僕も知らない呪文だ。恐らく、一年生が習うものじゃない……どこで習った?グリーングラスはやはりただ者ではない。

二人も殴りかかるどころか、戦意喪失している。

「……そんなつもりじゃなかったのよ。貴方がたの杖。でも取り上げたことは取り上げたし、私達の勝ちよねマルフォイ?」

「! ……ああ、いや……そうだな」

「二人がミスター・マルフォイと戦うところをぜひ見たかったけど……仕方ないわよね?杖がないんだもの」

 グリーングラスがクラッブとゴイルのを覗き込む顔はあの“悪魔の笑み”だ。男も背筋を凍らす彼女の十八番の必殺技。

 グリーングラスのキラースマイル(本物)は精神的暴力といえよう。追い打ちをかけるようにさらに続ける。

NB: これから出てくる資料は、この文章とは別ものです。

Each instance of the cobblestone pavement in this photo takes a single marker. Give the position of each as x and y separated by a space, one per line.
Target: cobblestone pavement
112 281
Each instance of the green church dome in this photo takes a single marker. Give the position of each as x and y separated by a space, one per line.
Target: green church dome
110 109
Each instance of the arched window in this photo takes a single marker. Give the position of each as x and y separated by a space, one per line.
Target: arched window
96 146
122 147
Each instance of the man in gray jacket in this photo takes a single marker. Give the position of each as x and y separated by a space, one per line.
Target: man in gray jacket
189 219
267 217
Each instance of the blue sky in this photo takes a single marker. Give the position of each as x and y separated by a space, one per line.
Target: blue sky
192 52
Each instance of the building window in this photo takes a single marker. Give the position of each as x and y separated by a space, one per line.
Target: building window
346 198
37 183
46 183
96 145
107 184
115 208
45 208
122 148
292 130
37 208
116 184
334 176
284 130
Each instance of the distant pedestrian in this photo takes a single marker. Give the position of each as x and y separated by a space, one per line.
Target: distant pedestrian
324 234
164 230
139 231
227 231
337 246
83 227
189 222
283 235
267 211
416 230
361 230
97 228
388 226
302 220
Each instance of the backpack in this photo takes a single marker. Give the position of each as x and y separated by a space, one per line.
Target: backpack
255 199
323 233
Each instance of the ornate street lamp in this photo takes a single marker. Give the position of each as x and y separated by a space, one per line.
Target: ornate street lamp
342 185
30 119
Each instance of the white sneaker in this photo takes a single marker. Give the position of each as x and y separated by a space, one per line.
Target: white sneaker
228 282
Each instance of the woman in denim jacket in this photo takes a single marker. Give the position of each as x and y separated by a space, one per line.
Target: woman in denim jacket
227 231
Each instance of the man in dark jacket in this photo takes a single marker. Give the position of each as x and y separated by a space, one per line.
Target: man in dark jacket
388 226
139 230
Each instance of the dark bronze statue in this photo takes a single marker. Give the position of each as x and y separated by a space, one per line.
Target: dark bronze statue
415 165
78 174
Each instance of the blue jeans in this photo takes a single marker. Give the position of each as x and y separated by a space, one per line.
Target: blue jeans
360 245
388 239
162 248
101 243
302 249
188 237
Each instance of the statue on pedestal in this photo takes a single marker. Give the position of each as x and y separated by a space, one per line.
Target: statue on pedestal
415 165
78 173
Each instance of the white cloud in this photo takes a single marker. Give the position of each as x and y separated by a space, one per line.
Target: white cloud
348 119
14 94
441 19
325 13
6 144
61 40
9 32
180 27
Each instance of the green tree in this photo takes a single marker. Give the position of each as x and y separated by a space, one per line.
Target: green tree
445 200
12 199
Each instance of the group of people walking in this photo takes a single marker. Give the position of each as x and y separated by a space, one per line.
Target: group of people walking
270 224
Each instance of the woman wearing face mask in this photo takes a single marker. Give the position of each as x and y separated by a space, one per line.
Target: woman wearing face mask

「もし貴方がたがか弱い女の子に決闘で負けて、さらに杖を破壊されたなんて知られたらさぞご両親はお嘆きになるでしょうね」

「ご……ごめんなさ……」

 鬼も尻込みするような舌峰だ。二人の瞳には薄い水の膜が張っている。

「やめて頂戴。別に私は泣かせてないわ、勝手に泣いたのは貴方がたよ。そうよねミスター・マルフォイ?」

「まあ……そうだな」

 ―嘘つけ!

 二人はたちまちたちまち泣き出した。まるで赤子のように『防音の呪文』が非常に役立ったと思う。

「―グリーングラス!」

「……今片づけるから。あのーお二人共、その杖をなんとかできないこともないわ」

「ほ、本当!」

 二人の顔は輝く。

「しかし。私だってタダで直してあげられないわ。それ相応の対価がなきゃね」

「……ここで口止めか」

「そう、マルフォイの言った通りよ。ミスター・クラッブにミスター・ゴイル、あのことを黙ってて欲しいの。……意味は分かるわよね」

 二人は無言でぷるぷる震えながら頷く。生まれたての小鹿のような二人を前にグリーングラスは何やら呪文を唱え、杖を振る。

「結構。じゃ、直してあげる。―レパロ」

 グリーングラスが杖を一振りすると、二人の杖はみるみるうちに修復された。

「返してあげるわ。でも言ったらどうなるかお分かりよね。今度は貴方がたが私の魔法で粉砕されることになるから。ではおやすみなさい。よい夢を」

 そう言うやいなや、部屋にかかっていた呪文を解除し、互いの寝床に帰ろうとして僕達はトロフィー室を出た。恐らくいい夢はみられないだろう。

「おい。修復呪文の前の魔法はなんなんだ?」

「約束を破ったら死ぬ魔法」

 グリーングラスはケロッと答え、僕は愕然として声すら出なかった。

「嘘よ。あれはデタラメ。でもああすれば怖がって言えなくなるでしょう」

 きっとこいつは将来ペテン師にでもなれるだろう。